Mengenal Tradisi Buka Puasa Ramadhan Suprah Masjidil Haram
Tradisi buka puasa Ramadhan suprah ada di Masjidil Haram.
REPUBLIKA.CO.ID,JAKARTA -- Ketua Komisi Dakwah MUI Muhammad Cholil Nafis mengatakan meski sudah dua tahun ini dilarang karena covid, tetapi tradisi menggelar suprah saat buka puasa untuk memberi makanan jamaah di Masjidil Haram dan Masjid Nabawi saat Ramadhan masih banyak dilakukan.
"Motivasi mereka adalah motivasi keagamaan sebagaimana hadist yang menyebutkan betapa besarnya pahala bagi orang yang memberikan makanan berbuka bagi mereka yang berpuasa,"ujar dia kepada Republika, Senin (5/4).
Hal ini berdasarkan hadis yang diriwayatkan dari Zaid bin Khalid Al Juhanny, ia berkata bahwa Nabi SAW bersabda, ''Barangsiapa memberi buka (makan) orang yang berpuasa, maka ia memperoleh pahala seperti pahala orang yang berpuasa tanpa mengurangi sedikit pun pahala orang yang berpuasa itu.'' Hadis riwayat Tirmidzi.
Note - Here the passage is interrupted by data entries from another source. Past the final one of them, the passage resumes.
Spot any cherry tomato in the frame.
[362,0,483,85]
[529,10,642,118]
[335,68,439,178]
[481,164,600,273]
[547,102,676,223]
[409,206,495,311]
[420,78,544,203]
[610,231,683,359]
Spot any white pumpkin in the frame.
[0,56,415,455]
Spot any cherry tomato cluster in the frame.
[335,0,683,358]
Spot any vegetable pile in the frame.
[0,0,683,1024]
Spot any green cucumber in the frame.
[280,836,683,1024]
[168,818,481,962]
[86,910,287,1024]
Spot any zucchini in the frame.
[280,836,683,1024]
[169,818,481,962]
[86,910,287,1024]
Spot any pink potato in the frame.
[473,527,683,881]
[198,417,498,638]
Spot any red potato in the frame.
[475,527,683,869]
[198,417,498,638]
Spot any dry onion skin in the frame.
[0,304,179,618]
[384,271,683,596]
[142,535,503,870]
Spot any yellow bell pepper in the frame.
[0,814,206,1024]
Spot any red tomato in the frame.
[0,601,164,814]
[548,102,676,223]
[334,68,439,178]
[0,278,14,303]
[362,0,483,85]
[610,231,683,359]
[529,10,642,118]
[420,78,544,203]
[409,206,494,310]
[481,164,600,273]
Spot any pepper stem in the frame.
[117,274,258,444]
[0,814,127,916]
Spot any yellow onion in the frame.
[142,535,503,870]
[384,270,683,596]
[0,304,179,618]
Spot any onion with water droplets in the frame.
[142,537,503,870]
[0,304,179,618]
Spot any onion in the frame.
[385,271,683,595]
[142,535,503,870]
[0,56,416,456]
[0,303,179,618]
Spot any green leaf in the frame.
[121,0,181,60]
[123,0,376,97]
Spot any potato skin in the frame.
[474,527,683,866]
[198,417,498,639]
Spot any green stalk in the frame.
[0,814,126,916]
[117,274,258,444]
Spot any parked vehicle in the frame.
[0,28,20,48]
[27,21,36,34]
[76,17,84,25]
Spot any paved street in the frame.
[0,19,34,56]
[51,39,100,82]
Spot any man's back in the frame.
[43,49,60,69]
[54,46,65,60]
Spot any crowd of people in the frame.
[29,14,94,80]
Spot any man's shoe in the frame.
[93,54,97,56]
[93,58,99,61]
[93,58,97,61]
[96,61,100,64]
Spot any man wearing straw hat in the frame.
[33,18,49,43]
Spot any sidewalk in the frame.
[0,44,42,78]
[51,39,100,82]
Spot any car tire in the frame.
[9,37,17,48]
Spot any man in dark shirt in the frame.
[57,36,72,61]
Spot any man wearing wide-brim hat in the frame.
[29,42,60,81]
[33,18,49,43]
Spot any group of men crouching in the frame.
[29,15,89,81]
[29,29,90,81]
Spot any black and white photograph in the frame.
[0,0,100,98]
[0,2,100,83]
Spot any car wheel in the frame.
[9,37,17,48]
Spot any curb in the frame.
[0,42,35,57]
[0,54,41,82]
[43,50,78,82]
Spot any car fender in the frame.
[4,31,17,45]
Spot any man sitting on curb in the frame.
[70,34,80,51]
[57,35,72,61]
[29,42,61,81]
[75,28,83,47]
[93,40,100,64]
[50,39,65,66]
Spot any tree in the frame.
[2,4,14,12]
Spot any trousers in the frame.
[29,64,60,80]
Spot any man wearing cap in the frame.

Jika mereka memberikan makanan berbuka kepada 50 orang, maka dia akan mendapatkan pahala puasa dari 50 orang yang berbuka tersebut. Sebenarnya dengan menyelenggarakan suprah, bukan untuk menarik mereka, tetapi mencari. Setiap penderma atau orang yang bersedakah dengan makanan berbuka berbondong-bondong mencari orang yang dapat menerima makanan yang telah disajikan.
Selama pandemi ini, bukan berbukanya yang dilarang, tetapi berkerumunnya yang dibatasi. Mereka tetap diperbolehkan berbuka hanya saja dengan protokol kesehatan yang ketat. Apalagi saat ini pemerintah Saudi mengatur khusus menyediakan makanan berbuka dan masih melarang orang atau pribadi menggelar suprah.
Pembimbing jamaah haji dan umrah Ustaz Rafiq Jauhari menjelaskan sufrah adalah plastik tipis berbentuk lembaran yang digunakan untuk alas ketika makan.
Orang Arab terbiasa makan makanan apa saja dengan menggunakan alas sufrah. Baik kurma, nasi, roti atau camilan. Meski dihidangkan dalam piring, namun tetap di alas bawahnya selalu ada sufrah.
Ukuran sufrah beragam, lebarnya mulai dari satu meter hingga 1,5 meter dan panjangnya bisa sampai puluhan meter. Kebiasaan ini masih terus dibawa oleh orang Arab hingga ke luar negeri, di Indonesia restoran Arab pun menyediakan sufrah.
Sufrah di dalam masjid hanya untuk membagikan makanan ringan seperti roti, kurma dan yogurt. Sedangkan sufrah yang dibentangkan di luar masjid kebanyakan untuk sedekah makanan berat seperti nasi Arab dan berbagai jenis makanan lainnya.
Saking kompetitifnya umat Islam di Tanah Suci untuk berebut membagikan sedekah, sulit bagi jamaah lain yang hendak sedekah dan ikut membentangkan sufrah. Jamaah umum hanya dapat memanfaatkan wilayah di sisi luar masjid yang belum ditempati oleh Yayasan Sosial, atau bersedekah di jalanan tanpa membentangkan sufrah.
Fenomena rebutan makanan berbuka sangat terasa terutama saat Ramadhan di Madinah. Setiap jamaah memasuki halaman Masjid Nabawi, para petugas Yayasan Sosial akan berebut menggandeng tangan para jamaah ke barisan sufrah miliknya.
Suatu kebanggaan jika warga Arab mampu mrnjamu banyak tamu, saat mereka mampu menghabiskan semua makanan yang dibawanya. Penggunaan sufrah ini sangat praktis. Walaupun ratusan ribu hingga jutaan orang yang berbuka puasa di Masjidil Haram dan Masjid Nabawi. Namun proses pembersihannya sangat cepat.
Bahkan dalam hitungan kurang dari lima menit semua sampah dan sisa makanan dapat dibereskan. Karena sufrah ini sekali pakai. Setelah selesai makan, semua sampah dan sisa makanan dimasukkan. Dalam sufrah, dilipat, digulung, lalu dimasukkan dalam tempat sampah.